Extreme Scalability RAT Report title=RATs#Extreme_Scalability Sergiu Sanielevici,
Mission and Membership Mission: Recommend how TeraGrid should meet the challenges faced by our users and ourselves in the productive utilization of Track 2 Systems as integrated into the TeraGrid. RAT chartered 6/28 Members volunteered from all RPs: Alameda, Brown, Dennis, Gaither, Lathrop, Lynch, Majumdar, Milfeld, Nystrom, Sanielevici, Sheppard, Whitson. Deliverables: –Whitepaper describing challenges and proposed paths to solution –Draft charter of a new working group to deal with these challenges
Whitepaper Recommendations: Technical Challenge Areas Designing applications for scaling and robustness Coding for performance on multi-core systems Coding for performance on specific T2 architectures Tools for debugging applications at scale Tools for optimizing applications at scale Work and data flows for extracting knowledge from petascale simulations TG to deal with these Challenges by building the infrastructure proposed in the following slides:
Whitepaper Recommendations: Infrastructure (1) TG to charter a new Extreme Scalability Working Group (XSWG) XSWG to spearhead creation of an Extreme Scalability R&D Grid (XSG): –Suitable TG machines including Track-2 access –Consistent R&D environment, including XS Kit in CTSS –Meta-scheduling system and policies –Documentation
Whitepaper Recommendations: Infrastructure (2) XSWG to draft, then help to implement, a new Extreme Scalability Allocations policy for granting access to the XSG –SU amount at today’s MRAC level, but supporting application and tools R&D and training –Clear-cut eligibility criteria, e.g. NSF PetaApps awards and their equivalents sponsored by other programs or agencies; Relevant NSF SDCI awards and their equivalents sponsored by other programs or agencies; Applications, currently running on TG resources, that have demonstrated scalability to at least 4000 cores with at least 60% parallel efficiency; Academic scientists, commercial vendor personnel and TeraGrid staff who collaborate on R&D projects undertaken in support of the XSWG mission; Academic scientists, commercial vendor personnel and TeraGrid staff who collaborate on EOT projects undertaken in support of the XSWG mission.

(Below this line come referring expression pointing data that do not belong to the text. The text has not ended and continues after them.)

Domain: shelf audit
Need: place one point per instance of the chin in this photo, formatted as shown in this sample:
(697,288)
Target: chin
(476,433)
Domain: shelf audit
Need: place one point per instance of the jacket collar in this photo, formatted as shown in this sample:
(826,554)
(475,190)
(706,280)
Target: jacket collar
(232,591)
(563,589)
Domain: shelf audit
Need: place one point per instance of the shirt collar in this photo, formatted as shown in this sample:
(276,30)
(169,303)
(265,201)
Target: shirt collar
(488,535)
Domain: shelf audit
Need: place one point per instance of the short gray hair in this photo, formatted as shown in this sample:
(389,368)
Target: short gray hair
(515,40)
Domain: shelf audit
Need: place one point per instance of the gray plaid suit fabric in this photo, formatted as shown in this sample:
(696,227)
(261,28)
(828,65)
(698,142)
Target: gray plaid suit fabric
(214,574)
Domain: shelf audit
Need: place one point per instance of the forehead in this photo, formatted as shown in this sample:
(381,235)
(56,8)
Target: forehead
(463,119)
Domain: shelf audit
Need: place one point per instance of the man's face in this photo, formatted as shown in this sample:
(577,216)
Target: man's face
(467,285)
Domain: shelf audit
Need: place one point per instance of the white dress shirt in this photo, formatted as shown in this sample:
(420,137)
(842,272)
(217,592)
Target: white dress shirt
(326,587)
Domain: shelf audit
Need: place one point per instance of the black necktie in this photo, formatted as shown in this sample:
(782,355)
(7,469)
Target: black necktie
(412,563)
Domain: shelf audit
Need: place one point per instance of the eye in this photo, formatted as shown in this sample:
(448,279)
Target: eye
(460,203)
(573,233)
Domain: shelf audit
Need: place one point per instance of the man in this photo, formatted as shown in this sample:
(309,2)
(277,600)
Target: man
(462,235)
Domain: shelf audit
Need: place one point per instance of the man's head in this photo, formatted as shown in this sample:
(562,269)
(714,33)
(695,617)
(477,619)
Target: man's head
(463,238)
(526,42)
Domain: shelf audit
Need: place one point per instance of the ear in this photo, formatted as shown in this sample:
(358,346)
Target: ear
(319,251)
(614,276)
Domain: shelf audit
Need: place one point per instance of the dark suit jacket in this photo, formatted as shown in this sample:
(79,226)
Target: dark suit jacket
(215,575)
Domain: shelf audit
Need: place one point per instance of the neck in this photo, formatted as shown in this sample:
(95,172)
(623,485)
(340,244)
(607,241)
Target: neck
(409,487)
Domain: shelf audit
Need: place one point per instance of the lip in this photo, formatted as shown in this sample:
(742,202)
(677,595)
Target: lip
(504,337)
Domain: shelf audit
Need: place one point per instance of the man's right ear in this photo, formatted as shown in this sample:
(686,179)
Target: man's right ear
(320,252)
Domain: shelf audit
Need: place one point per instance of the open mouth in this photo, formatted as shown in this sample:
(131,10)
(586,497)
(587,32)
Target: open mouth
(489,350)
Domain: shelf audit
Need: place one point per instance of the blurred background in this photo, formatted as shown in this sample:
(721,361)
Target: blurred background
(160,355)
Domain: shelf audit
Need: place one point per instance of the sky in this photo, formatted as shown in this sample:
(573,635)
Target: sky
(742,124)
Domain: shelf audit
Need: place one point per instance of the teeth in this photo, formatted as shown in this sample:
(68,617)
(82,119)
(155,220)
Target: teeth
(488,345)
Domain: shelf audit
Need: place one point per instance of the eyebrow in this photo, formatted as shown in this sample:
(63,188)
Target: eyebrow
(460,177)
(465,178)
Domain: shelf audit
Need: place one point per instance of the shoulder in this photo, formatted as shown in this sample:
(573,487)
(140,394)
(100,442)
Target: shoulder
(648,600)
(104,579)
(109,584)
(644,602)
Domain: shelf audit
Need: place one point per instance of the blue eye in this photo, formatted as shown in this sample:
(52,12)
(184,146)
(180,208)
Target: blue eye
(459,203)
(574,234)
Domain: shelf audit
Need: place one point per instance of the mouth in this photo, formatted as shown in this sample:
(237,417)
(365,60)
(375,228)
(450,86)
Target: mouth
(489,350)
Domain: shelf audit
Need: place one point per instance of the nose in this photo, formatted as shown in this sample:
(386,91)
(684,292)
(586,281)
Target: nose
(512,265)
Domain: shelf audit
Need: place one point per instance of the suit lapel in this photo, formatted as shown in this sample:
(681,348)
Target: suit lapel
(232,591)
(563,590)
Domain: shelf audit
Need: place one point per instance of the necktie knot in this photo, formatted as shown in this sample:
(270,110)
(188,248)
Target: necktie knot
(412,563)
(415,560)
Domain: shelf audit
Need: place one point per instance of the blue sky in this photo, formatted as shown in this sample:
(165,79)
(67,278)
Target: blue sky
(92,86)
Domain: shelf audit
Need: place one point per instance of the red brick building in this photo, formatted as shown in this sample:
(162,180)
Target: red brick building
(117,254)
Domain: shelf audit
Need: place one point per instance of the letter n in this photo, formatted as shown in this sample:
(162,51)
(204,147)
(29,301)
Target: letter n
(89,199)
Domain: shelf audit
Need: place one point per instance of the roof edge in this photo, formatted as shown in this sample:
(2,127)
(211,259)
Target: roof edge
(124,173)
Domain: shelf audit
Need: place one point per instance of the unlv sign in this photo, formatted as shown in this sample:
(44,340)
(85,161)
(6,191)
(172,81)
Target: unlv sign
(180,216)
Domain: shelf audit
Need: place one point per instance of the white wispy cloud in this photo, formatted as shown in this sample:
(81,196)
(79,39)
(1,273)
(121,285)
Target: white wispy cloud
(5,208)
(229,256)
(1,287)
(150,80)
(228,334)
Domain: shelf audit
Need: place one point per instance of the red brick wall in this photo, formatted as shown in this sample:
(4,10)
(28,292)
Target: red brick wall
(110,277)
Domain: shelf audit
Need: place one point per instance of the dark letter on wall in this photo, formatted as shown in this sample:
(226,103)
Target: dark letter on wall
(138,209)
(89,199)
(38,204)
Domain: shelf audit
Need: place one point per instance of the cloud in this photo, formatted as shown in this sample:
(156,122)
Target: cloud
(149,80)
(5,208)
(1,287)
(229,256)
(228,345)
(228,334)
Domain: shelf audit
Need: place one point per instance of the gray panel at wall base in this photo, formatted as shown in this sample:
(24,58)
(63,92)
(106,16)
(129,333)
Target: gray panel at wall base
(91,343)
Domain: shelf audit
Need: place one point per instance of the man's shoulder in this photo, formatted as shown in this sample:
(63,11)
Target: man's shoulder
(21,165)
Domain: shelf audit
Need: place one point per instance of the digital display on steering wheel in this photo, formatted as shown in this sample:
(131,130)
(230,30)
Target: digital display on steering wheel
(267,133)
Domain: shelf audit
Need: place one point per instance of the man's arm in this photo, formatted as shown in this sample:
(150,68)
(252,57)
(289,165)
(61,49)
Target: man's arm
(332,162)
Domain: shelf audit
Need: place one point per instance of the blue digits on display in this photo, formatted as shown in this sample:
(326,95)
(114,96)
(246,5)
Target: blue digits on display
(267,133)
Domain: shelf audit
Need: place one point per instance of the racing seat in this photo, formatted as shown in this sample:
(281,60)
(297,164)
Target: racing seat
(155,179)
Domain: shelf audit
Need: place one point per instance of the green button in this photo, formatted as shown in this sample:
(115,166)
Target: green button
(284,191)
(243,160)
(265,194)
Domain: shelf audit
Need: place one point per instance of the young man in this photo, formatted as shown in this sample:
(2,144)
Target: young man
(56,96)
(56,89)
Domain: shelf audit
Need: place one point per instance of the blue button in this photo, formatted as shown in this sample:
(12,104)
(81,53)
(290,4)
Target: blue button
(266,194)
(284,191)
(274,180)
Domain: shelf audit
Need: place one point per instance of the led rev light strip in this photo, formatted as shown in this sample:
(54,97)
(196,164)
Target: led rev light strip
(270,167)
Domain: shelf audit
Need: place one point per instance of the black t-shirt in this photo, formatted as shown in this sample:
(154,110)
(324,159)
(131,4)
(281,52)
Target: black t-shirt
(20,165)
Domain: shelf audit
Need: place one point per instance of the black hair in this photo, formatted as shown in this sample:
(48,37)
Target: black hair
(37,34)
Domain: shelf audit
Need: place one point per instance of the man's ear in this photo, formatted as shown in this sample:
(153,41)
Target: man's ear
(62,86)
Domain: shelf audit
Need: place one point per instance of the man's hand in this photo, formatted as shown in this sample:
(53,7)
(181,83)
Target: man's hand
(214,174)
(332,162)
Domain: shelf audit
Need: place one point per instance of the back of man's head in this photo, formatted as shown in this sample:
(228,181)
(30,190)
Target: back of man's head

Whitepaper Recommendations: Infrastructure (3) XSWG to foster collaborative R&D projects –Between RPs, computational and computer scientists, applied mathematicians, and commercial vendors –Methods: write joint proposals to funding agencies, licensing, access to XSG, etc. –Resulting software may become part of CTSS XS Kit XSWG to coordinate the creation and teaching of HPC University workshops and modules. XSWG to work with the TeraGrid User Facing and EOT teams on documentation and dissemination.
Whitepaper Recommendations: XSWG Charter Report via GIG User Support Coordination Area Membership encouraged from all RPs, required from Track-2 sites Ensure presence of skills required to execute XSWG tasks by appointing Core Members: –WG Leader(s); –Leaders for each Framework task and each Challenge area; –Alternates to ensure presence at all WG activities.